Leyendo sus columnas tenemos la sensación de que la
ciencia psicológica deja de ser un territorio críptico,
monopolio sólo de los especialistas iniciados, y pasa
a ser del dominio público, donde siempre debió
estar. Neva Milicic salda así una deuda que la psicología
y la psiquiatría han tenido durante décadas
con la gente común: el mito de que sólo los
expertos son capaces de aliviar nuestro sufrimiento psicológico.

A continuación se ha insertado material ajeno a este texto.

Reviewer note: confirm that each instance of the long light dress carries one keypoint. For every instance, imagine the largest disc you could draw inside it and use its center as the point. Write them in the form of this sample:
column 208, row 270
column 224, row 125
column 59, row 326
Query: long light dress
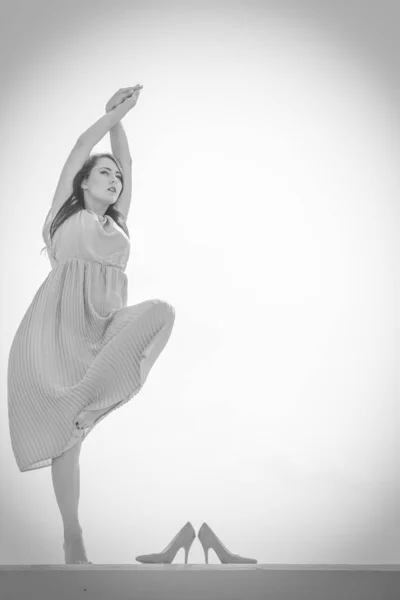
column 79, row 346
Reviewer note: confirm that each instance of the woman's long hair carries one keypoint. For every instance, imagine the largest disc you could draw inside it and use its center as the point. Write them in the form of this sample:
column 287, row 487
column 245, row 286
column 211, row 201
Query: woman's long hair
column 75, row 202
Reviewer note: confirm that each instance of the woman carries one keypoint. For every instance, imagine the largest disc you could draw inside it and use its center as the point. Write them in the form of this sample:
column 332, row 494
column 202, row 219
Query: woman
column 80, row 352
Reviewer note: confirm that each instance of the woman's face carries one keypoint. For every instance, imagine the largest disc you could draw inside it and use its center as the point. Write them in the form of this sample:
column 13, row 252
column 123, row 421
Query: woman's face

Explicaciones que nos ayudan a entender el porqué de
ciertos sufrimientos, a reescribir nuestras historias, y,
lo más importante, a cómo dar el primer paso
para salir adelante cuando nos enfrentamos a situaciones difíciles
y dolorosas.
En estas páginas se devuelve a las redes sociales,
a los vínculos de afecto, al entorno cariñoso
y acogedor de las personas significativas, el poder que siempre
han tenido para contener las tristezas, para compartir las
alegrías, para ayudarnos a sobrellevar las crisis esperadas
o no esperadas en nuestras vidas. La autora hace referencia
en varias de sus columnas a Boris Cyrulnik, psiquiatra que
nos ha enseñado en forma muy cercana el concepto de
resiliencia, esa capacidad que algunos tienen de sobrevivir
y sobreponerse a situaciones adversas. Cyrulnik acuñó
el término «tutor de resiliencia» para
referirse a aquellas personas significativas que han jugado
un rol fundamental en la recuperación de víctimas
de todo tipo de atrocidades y dolores: violencia, abandono,
exilio, abusos. La forma de operar de los tutores de resiliencia,
que muchas veces ni siquiera saben el papel que han jugado,
es a través del vínculo afectivo y de la transmisión
de confianza al otro en sus propios recursos para salir adelante.
Pienso que en las páginas de Cuánto y cómo
los quiero.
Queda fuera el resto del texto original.